The films I enjoy most are not of a particular genre, but rather are the ones that are successful in achieving what a work of their type sets out to do.
Cast Away does exactly that.
And the ending gave me hope for the movie industry.
Chuck Noland (Tom Hanks) is a Fed Ex executive whose motto in the world of delivering packages is "we live and die by time."
Talk about foreshadowing.
Chuck's necessary evil accessory, his pager, interrupts a Christmas dinner with girlfriend Kelly Frears (Helen Hunt), rudely informing him of an immediate business trip.
On his way to the plane, Chuck yells something to Kelly that this movie has taught my superstitious self never to say again: "I'll be right back."
Chuck's plane goes down in one of the most frightening cinematic scenes I've ever watched. The picture through the cockpit window of the storm-ridden sky suddenly turns to a close-up of the even darker ocean.

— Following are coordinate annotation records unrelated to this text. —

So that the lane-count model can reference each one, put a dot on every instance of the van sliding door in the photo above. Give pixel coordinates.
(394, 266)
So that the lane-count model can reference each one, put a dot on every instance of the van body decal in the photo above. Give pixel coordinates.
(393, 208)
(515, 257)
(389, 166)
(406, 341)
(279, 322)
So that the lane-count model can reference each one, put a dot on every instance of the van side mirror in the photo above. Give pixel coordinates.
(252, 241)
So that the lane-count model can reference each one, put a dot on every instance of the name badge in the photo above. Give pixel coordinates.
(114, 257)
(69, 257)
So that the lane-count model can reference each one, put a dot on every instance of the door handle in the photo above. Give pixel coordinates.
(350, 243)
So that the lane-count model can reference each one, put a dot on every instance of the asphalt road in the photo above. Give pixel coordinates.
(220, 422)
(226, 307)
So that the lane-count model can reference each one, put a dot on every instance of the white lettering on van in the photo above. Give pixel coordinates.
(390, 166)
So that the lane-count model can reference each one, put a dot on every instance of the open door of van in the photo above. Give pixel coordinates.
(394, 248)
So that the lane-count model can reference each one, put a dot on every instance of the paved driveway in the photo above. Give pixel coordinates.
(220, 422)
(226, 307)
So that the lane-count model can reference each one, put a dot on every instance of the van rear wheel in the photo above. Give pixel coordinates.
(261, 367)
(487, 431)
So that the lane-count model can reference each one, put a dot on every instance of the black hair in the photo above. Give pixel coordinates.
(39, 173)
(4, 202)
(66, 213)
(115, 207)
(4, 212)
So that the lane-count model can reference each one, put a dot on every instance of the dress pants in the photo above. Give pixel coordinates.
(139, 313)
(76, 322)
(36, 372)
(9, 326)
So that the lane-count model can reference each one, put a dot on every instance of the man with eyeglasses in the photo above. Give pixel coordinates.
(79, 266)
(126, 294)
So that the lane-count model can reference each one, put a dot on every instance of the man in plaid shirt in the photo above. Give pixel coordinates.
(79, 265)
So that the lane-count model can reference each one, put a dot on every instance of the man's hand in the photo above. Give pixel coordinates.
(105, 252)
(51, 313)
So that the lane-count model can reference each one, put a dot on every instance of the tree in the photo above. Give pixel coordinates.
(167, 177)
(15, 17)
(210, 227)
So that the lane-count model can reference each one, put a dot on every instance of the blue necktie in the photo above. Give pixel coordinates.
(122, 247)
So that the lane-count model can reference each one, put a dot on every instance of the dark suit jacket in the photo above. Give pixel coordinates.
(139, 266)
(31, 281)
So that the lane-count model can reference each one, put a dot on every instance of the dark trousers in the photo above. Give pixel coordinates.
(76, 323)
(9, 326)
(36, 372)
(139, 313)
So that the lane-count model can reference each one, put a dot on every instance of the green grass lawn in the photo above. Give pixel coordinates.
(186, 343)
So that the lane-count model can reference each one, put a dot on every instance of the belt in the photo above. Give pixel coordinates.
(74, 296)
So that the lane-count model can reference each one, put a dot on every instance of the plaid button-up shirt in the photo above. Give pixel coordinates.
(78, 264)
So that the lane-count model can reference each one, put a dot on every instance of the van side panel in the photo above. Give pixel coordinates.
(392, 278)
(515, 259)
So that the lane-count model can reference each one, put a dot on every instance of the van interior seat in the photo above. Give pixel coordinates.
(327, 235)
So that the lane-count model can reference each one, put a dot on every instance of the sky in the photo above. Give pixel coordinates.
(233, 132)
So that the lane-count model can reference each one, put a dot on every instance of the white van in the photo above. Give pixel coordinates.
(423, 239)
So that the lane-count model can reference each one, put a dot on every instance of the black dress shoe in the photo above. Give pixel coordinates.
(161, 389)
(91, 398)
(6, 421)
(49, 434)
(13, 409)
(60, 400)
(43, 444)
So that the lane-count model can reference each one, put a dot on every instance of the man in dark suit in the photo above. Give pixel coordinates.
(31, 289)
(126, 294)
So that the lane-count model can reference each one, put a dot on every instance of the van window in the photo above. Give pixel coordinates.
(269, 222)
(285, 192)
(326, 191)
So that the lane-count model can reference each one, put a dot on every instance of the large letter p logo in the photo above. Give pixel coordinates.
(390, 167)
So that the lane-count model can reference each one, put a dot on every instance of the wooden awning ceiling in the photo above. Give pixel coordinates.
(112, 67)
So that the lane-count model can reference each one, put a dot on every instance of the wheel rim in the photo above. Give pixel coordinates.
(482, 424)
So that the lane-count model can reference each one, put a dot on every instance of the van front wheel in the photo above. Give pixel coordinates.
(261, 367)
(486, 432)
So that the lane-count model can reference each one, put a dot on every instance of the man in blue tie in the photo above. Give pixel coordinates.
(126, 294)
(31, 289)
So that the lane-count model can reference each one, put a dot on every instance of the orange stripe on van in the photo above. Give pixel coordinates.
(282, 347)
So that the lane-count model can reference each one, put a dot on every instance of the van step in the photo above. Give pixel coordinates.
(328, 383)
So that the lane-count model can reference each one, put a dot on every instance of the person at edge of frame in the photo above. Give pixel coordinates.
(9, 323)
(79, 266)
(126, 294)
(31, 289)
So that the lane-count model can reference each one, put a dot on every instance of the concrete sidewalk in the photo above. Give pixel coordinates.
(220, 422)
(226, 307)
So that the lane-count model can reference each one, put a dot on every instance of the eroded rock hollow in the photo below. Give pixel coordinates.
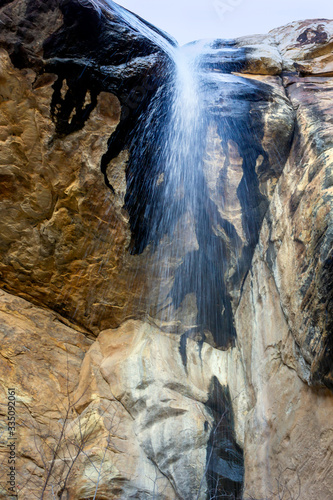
(166, 258)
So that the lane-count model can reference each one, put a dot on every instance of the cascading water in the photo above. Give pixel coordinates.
(176, 223)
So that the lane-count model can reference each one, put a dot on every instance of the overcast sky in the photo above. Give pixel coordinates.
(188, 20)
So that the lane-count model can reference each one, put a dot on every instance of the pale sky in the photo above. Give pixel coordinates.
(188, 20)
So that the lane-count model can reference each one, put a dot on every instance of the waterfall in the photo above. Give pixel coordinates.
(178, 227)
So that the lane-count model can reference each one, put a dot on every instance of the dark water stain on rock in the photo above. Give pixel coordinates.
(225, 461)
(313, 35)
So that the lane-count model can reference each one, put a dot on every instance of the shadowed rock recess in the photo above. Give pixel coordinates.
(229, 394)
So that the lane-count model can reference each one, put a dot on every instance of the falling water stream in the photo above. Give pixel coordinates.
(188, 294)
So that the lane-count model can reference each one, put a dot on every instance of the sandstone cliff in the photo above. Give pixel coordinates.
(233, 398)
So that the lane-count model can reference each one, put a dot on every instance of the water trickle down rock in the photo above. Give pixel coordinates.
(66, 236)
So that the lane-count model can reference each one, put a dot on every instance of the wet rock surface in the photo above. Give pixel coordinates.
(247, 379)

Upon impact, the plane becomes a virtual fish tank, with packages, oxygen masks, and Chuck bobbing and thrashing underwater.
In a nightmarish spectacle, he is hurled back and forth between the plane's underwater carcass and the roar of the flaming, dying engines at the surface.
Chuck wakes up in his rescue raft, looking almost comical in his winter attire on a stunning tropical island, as if he accidentally fell into a commercial for the Caribbean.
His actions from here on out are so methodical and sensible that one can't help but be in awe of what he does.
In an occupationally reflexive manner, Chuck collects the washed up Fed Ex packages and arranges them near his raft-turned-shelter.
Following numerous failed attempts at opening coconuts, Chuck is able to devise an effective strategy to obtain sustenance.
Personally, I doubt I would have been able to crack one.
He opens the packages to find what will later be crucial supplies: a pair of ice skates, videotapes and a dress.
I kept hoping one would contain a cell phone. (Says something about our latest obsession on campus, doesn't it?)
Chuck pulls through adversity after adversity. I know I'd give up.
This is what gave Cast Away greatness it made me think. Not only about how I need to join the Boy Scouts or something to learn how to start a fire, but also about the tenacity of spirit.
Without the human interaction necessary for survival, Chuck gives a face and an identity to one of the packages, a volleyball he names Wilson. Their relationship is fascinating. He makes up a voice for Wilson in his head and the two converse accordingly. Wilson is Chuck's sanity. Wilson keeps him human.
Also remarkable is the transformation Hanks makes for Cast Away. When we see Chuck on the island 4 years later, his sun-bleached hair and beard stick together in a mass of snarled, matted curls atop his newly lean body; Hanks is said to have lost 40 pounds, mid-filming, for the role.
The excitement of Cast Away peaks as Chuck undertakes the major project leaving his island.
Just when I thought I couldn't be more enthralled with a movie, the ending gave me even more to delight in. Cast Away turned its back on Hollywood endings.
I was not left feeling settled on what would happen next, in magnificent contrast to the neat bow tied around the end of too many movies. The simplicity was absolutely refreshing.
As Chuck reminds us, tomorrow, the sun will rise, "and who knows what the tide could bring?"